All of these lawyers were unwilling to take the risk on my case and convinced me not to take the risk because of the 100’s of thousands of dollars I would shell out, the stress it would put me under, and the stigma I would have attached to me in a very public light during trial.

Do I think it was the right decision to not pursue the case?  I guess it really does not matter what I think, I’m not a lawyer. I don’t speak the legal vernacular to understand if there was any way, shape, or form that my case may have been successful.

I do know that pursing a case in my condition (PTSD) would have been a brutal exercise in self-hatred as I would need to relay triggering events over and over in a very public venue.

I do know that when you need to sign that hospital records are accurate upon discharge-you really are in no condition to look over them with a fine tooth comb for inaccuracies (prior to signing) if you are in shock from a traumatic birth.

I do know that with a statute of limitations of 2 1/2 years, often mothers who suffer with PTSD are not able and willing to pursue a case in a timely manner, thus, often losing their chance.
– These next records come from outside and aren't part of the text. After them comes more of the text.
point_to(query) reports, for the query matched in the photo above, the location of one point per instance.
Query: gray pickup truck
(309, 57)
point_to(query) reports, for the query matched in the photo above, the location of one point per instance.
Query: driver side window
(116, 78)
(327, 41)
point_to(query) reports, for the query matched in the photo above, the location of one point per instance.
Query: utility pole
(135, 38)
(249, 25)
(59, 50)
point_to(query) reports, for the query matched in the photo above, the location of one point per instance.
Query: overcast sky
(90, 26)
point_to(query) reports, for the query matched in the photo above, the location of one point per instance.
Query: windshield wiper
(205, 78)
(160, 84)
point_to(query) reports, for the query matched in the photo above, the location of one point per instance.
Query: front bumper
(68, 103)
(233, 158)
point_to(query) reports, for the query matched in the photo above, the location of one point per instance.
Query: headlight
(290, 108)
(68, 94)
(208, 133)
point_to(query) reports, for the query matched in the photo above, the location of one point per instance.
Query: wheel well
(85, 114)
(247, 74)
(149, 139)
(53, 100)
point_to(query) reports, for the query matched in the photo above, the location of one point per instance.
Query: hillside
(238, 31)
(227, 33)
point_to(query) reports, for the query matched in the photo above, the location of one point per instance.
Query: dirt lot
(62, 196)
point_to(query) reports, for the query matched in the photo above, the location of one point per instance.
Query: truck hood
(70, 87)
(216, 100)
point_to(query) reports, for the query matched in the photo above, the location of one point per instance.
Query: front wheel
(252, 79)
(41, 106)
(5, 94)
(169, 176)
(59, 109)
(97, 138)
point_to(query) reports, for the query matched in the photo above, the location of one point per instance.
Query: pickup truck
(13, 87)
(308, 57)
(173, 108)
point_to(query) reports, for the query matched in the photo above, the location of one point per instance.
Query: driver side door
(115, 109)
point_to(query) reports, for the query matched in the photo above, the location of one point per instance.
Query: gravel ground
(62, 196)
I do know that there is STILL not a precedent case (that I know of in our area) that brings monetary relief for a women inflicted with emotional birth trauma.

I do know that it is extremely difficult to ever crack into OBGYN’s medical malpractice insurance.

Lastly, I do know that it was never about the money for me.  It was about my doctor saying that she messed up…It was about her saying sorry….It was about her admitting she failed me as a patient both during birth and postpartum…It was about making sure this didn’t happen to other patients.

I’m doing what I can on my end.  I’m trying to spread the word that there is help and hope for those suffering with birth trauma.  Unfortunately, it is difficult to understand how my “case” impacted my doctor and the medical community in which I delivered.